- Born: 12 May 1949
- Died: 12 May 2024 (aged 75)
- Occupation: nurse
- Employer: National Health Service
- Organization: Royal College of Nursing
- Known for: being Deputy Chief Nursing Officer for England
- Awards: FRCN
- Honours: DBE

= Elizabeth Fradd =

British nursing administrator (1949–2024)

Dame Elizabeth Harriet Fradd, DBE, FRCN (12 May 1949 – 12 May 2024) was a British nurse leader with a particular interest in children's nursing.

==Life and career==
Fradd qualified in adult nursing in 1970, subsequently becoming a registered nurse, before qualifying and registering in children's nursing in 1971, midwifery in 1973 and health visiting in 1981.

Between 1973 and 1983, she held a variety of registered nurse, midwife and health visitor posts; she managed children's units in Nottingham and worked as a nursing officer at the Department of Health.

In 1994, she gained an MSc in Health Care Policy and Organisation from the University of Nottingham. A year later, she became the Director of Nursing and Education at the NHS Executive West Midlands Regional Office. In 1999, she was appointed the Assistant Chief Nursing Officer (Nursing Practice) for the Department of Health.

She was Director of Nursing and Education in the West Midlands Regional Office before becoming Assistant Chief Nurse in the Department of Health in 1999. She chaired the Joint British Advisory Committee for Children's Nursing for over ten years. She chaired the Children's Nursing Committee for the English National Board and was Vice Chair of the Royal College of Nursing Children’s Nurse Managers Forum.

Fradd served at the Commission for Health Improvement as Director of Nursing and Lead Director for the Inspection and Review Programme. She held many honorary academic positions which include a Visiting Professor of Nursing at the University of Central England, Birmingham. Her career took an international direction, including an invitation to advise Aboriginal health workers in the Australian outback. She acted in an advisory capacity to China, the United States, Canada and Australia.

From April 2004, she worked as an independent adviser on health services and continued to take an interest in children's health as a Trustee for Contact a Family and as an adviser to Action for Sick Children. She was Vice President of Rainbows Children’s Hospice.

Fradd was University of Nottingham Council member from August 2009 until December 2018 and was their Vice-President from January 2012 through to the end of her tenure in December 2018.
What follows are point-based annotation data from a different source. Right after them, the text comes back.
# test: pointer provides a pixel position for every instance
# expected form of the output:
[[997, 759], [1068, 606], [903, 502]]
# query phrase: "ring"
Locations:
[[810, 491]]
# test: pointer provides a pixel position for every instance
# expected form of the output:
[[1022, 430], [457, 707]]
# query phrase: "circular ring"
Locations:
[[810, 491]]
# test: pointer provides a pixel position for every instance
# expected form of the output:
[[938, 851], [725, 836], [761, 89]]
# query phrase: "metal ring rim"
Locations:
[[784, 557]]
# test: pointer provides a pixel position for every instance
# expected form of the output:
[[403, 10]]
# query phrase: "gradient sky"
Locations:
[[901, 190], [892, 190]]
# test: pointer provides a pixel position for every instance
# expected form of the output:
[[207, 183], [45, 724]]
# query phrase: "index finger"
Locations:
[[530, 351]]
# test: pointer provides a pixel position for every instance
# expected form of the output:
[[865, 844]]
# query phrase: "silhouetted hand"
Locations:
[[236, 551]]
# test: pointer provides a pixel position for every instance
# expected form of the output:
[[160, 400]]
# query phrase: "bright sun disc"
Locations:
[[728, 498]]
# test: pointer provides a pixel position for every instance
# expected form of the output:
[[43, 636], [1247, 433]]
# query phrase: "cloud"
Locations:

She sat on the Prime Minister's independent commission that published the Front Line Care (Report) in 2010.

==Death==
Fradd died on 12 May 2024, her 75th birthday.

==Awards==
Fradd received honorary doctorates from the University of Central England, University of Wolverhampton and University of Nottingham, where she had a special professorship. She was made a Fellow of the Royal College of Nursing in 2004.

==Honours==
Fradd was appointed Dame Commander of the Order of the British Empire (DBE) in the 2009 New Year Honours.

Fradd was picked High Sheriff of Nottinghamshire for the year 2020–21.